Я отчетливо осознаю: то, что я здесь пишу (и, может статься, еще зачеркну), отнюдь не последовательное изложение событий. Попытка что-то сделать с
*
Прерву этот рассказ. Что-то всегда настораживало меня в отношении любого повествования, претендующего на историчность: едва ли то, что мы принимаем за правду, обходится без обманчивой реконструкции играми памяти и забвения. Я знаю, что во всем этом участвует и Д. М., но участвует не вполне явным образом (он появился в «Галлимаре» в 1942 году), я не вижу его отчетливо. По-моему, он тесно связан с Брисом Пареном[38]
, которого все уважают и чьи представления о языке прокладывают дорогу новой эпохе.Нужно подождать, пока протечет время — время, в котором мы встретимся и со смертью, поджидающей каждого из нас и едва миновавшей нас обоих. Я живу очень далеко. Само «я» становится нелепым и неуместным. Не думаю, что обменивался тогда с Д. М. большим количеством писем (по размышлении, пожалуй, их вообще не было вплоть до публикации
*
Но мне хотелось бы добавить, что именно тогда я познакомился с Робером Антельмом. Вспоминаю, при каких обстоятельствах. Я сижу в кабинете у Д. М. (в издательстве «Галлимар»). Медленно приоткрывается дверь, и на пороге возникает высокий мужчина, который не решается войти из вежливости, явно опасаясь нарушить нашу беседу.

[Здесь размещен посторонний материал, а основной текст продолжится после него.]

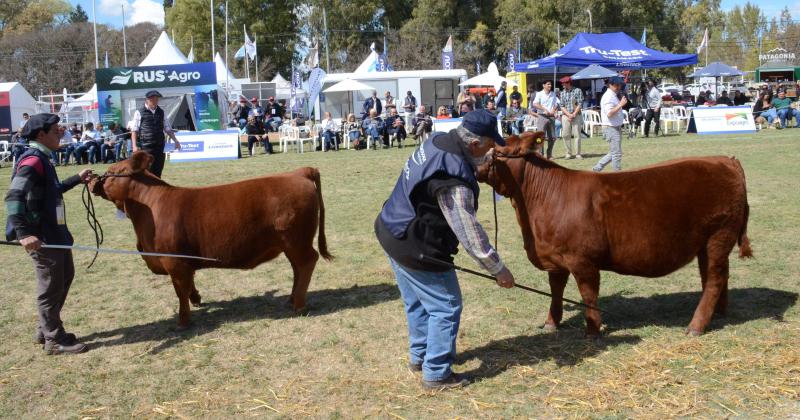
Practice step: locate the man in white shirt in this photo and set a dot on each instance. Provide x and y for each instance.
(653, 102)
(148, 129)
(611, 119)
(546, 105)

Он почти робок, но вызывает еще бόльшую робость. Он — сама простота, но также и сдержанность, во всем вплоть до речи, твердой и веской. Не скажу, что сразу понял, насколько ценной станет для меня его дружба. Воздержусь от романтики. Меня всегда не столько трогали, сколько смущали слова Монтеня о его стремительно завязавшейся дружбе с Ла Боэси («Потому что это был он… потому что это был я…»). Лишь позже, по прошествии времени, решив не включать «Рассуждение о добровольном рабстве» в корпус своих сочинений (где оно должно было стать центром), Монтень приходит к более взвешенным, не столь пылким чувствам, и дает нам понять, как сложна дружба и какая сдержанность требуется в разговоре о ней.

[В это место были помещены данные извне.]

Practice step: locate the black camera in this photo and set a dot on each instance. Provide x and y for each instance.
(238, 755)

Как я там оказался? Не в силах вынести невыносимое в текущих событиях (войну в Алжире), я позвонил Д. М.: «Нужно что-то делать…» — «А мы как раз кое над чем и работаем». Отсюда бесчисленные, почти ежедневные встречи и разработка того, что общими усилиями станет Декларацией о праве на неповиновение в войне в Алжире.

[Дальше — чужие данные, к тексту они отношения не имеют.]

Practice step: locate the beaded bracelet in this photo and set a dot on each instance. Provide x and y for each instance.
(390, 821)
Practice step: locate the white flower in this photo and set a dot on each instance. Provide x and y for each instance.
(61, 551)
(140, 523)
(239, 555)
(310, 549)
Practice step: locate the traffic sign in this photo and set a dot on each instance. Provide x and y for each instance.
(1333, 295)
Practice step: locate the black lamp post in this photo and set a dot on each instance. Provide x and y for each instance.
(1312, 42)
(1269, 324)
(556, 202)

У меня — как и у Диониса, и у Мориса Надо, и у сюрреалистов, как и у многих других — никогда не было намерения превратить работу над текстом, который сам по себе стал событием, в некую историю. То, что тогда получилось (на что ушли месяцы), принадлежит всем, и, как сказал Виктор Гюго о материнском чувстве: «У каждого в нем своя доля, и все владеют им целиком». Ответственность была общей, и даже те, кто отказывался подписать декларацию, поступали так на основе существенных, продуманных оснований, изложенных в длинных письмах. Подчас это давалось очень тяжело. И я, стало быть, опускаю имена, как и отдельные истории. Скажу только — и это исключение необходимо, — что Жорж Батай не подписал декларацию (вопреки желанию) по моей просьбе: он был уже очень болен, а мы знали, что нас ждут суровые испытания. Но основной мотив был в другом. Этот «случай» стоял особняком, потому что его дочь Лоранс уже была в тюрьме: она и в самом деле «подвозила чемоданы» (как с пренебрежением говорили наши недруги). Позже, выйдя на свободу, она мне все объяснила, но в то время ее отец, не посвященный в секреты, оказался бы вовлечен в опасную интригу, удержать его в стороне от которой было нашим долгом.